I went to school and took the bus from 79th Street every day. That’s a long ride when you’re 12 years old. You see the Black community, you see how things change, you see the place where all the pimps hang out on Saturday night. Then Monday mornings are different because businesses are up. You see the ups and downs in Chicago, and that gave me the kaleidoscope for literature.
I saw that story about Heist 88, and I was actually working at PBS at the time as a field producer … so you go out and do news in the morning. We heard this thing was happening and went down to the Dirksen Federal Building and all these microwave trucks and everybody was there doing their stand-ups.
I did a story that played that night on the seven o’clock news. I worked for John Callaway for a period of time. Years later, my good friend, a producer in Chicago, called me up and said “You remember that story? I was out there. This could be a great movie, a great TV show.” We kept doing research, and I realized this character was real, and that’s how I wrote it.
What was it like working with Courtney Vance and how did he help throughout the filming process?
I coordinate and mentor these actors. At some point, when an actor sees the skill of another actor, no matter what their age is, it’s steel on steel. I give you a line, you give me a line, and if you can do this, we can go to the next level. I think when we cast them, Courtney looked at me and said, “These four are amazing. They don’t back down.”

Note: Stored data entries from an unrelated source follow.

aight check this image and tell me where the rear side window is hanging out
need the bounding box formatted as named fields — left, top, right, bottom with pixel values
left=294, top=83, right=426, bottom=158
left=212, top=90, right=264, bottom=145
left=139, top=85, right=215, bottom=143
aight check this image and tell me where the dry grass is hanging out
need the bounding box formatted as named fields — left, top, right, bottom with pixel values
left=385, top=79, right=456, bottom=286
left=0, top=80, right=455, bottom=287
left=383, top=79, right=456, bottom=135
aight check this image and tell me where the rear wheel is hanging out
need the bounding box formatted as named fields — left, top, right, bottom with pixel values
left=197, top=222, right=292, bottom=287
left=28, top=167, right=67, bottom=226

They were showing the best they could, but they could always be better, and I think he challenged them all because he knew what he wanted from them. In every scene, they would raise their level, because they would try and meet his level. He would go this way they would go that way. It was steel on steel. It’s like you could tell that these young folks came to play.
You could tell there was mentoring, you could tell there was a pedagogy going on, but at the end of the day, they came ready to rumble.
Why was it important for you to shoot this film in Chicago?
We can look back on the history of the city and how it’s evolved, and who has the power and who has taken the power, and even to this day, I’ve had so many stories I’ve written about the ’80s, ’70s, and the ’90s, in Chicago. I’ve written stories about the politics of Chicago, and some of these things are universally attuned, where you could just drop any city down the way Chicago works.
But there’s something very unique about Chicago that the world hasn’t quite seen yet. That’s why I really fought for Heist 88 to be made there … [there] was a conversation about shooting in another city because it was expensive, unions got involved, and this and that. I said, “You got to shoot here, you have to see the building. You have to see the South Street. You have to see the lake. You have to see the neighborhood, and you have to see the neighborhoods these people live in.” You have to see how they went to work from the subway every day and the architecture of the building because if you don’t, you won’t get a feel.